My friend and I were informed that there would be up to a million people crowding the roads and campsites trying to get a final glimpse, so we took the hint and hunted out a parking space in the week before the launch. We found a great spot that was recommended by a local. Outside of the car, though, we were attacked by mosquitoes so we didn’t stay long. But that was our spot and we decided to park there Thursday afternoon and have a prime spot for the launch Friday morning.
We loaded up on snacks- fruit leather, tortilla chips and salsa, caramels, Lara bars, pasta salad, and of course freeze-dried ice cream. (Which is amazing, by the way.) When we arrived at our spot Thursday and parked, there were very few cars- they were coming and going, but there were a bunch of trailers parked for the night. My first order of business was to tape some fabric that we had gotten for a few dollars from Joann’s to the inside of the windows as some improve mosquito netting. It was raining a bit but we had to keep the windows down or the windows down or we would overheat in just a few minutes- which is why no other cars spent the night. The other cars started showing up around 2 in the morning and all through the night and into the morning afterwards.

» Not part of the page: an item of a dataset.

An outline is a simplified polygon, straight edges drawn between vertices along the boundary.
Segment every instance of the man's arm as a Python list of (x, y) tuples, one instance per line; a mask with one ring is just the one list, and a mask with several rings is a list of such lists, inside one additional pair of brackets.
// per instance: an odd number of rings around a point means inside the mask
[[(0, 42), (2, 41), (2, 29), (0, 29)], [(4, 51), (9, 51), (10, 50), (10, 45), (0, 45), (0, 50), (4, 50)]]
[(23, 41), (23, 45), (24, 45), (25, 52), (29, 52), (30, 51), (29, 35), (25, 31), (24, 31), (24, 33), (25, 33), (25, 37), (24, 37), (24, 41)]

Spending the night in a car isn’t fun. Don’t do it if you don’t have to. It was cramped and sitting still for an entire night (I tried to leave the car to go to the bathroom in the woods- I couldn’t do it. There were so many mosquitoes that I just ran around and swatted frantically and even though I never stood still, I counted 16 bites the next morning.) But, we were able to get cozy and watch Spirited Away, which I had seen many times before but my friend hadn’t. Then bed time.
When we awoke, the lot was full with people walking around excitedly. It seemed the mosquitoes were gone so we had breakfast and walked around for a bit before the launch. There were people standing on top of their trailers, people with telescopes and binoculars, people who had set up stands to sell fruit, there were shuttle launch-watching veterans explaining to the newbies where to look on the horizon, and fat tourists with their Hawaiian shirts buttoned incorrectly. A few news crews were there, and there were a few trucks blasting the NASA radio station so we could all hear Mission Control.
We walked to a little strip of beach- more like a sandbox dock, and sat with our feet dangling over the side until launch time. When it neared 11:26, I got too excited to sit and stood up, and soon we heard from a nearby truck 10.98 and the whole crowd joined the countdown. 321
Thank you NASA for an amazing space age and good luck in the future, I hope we go to the moon again in my lifetime.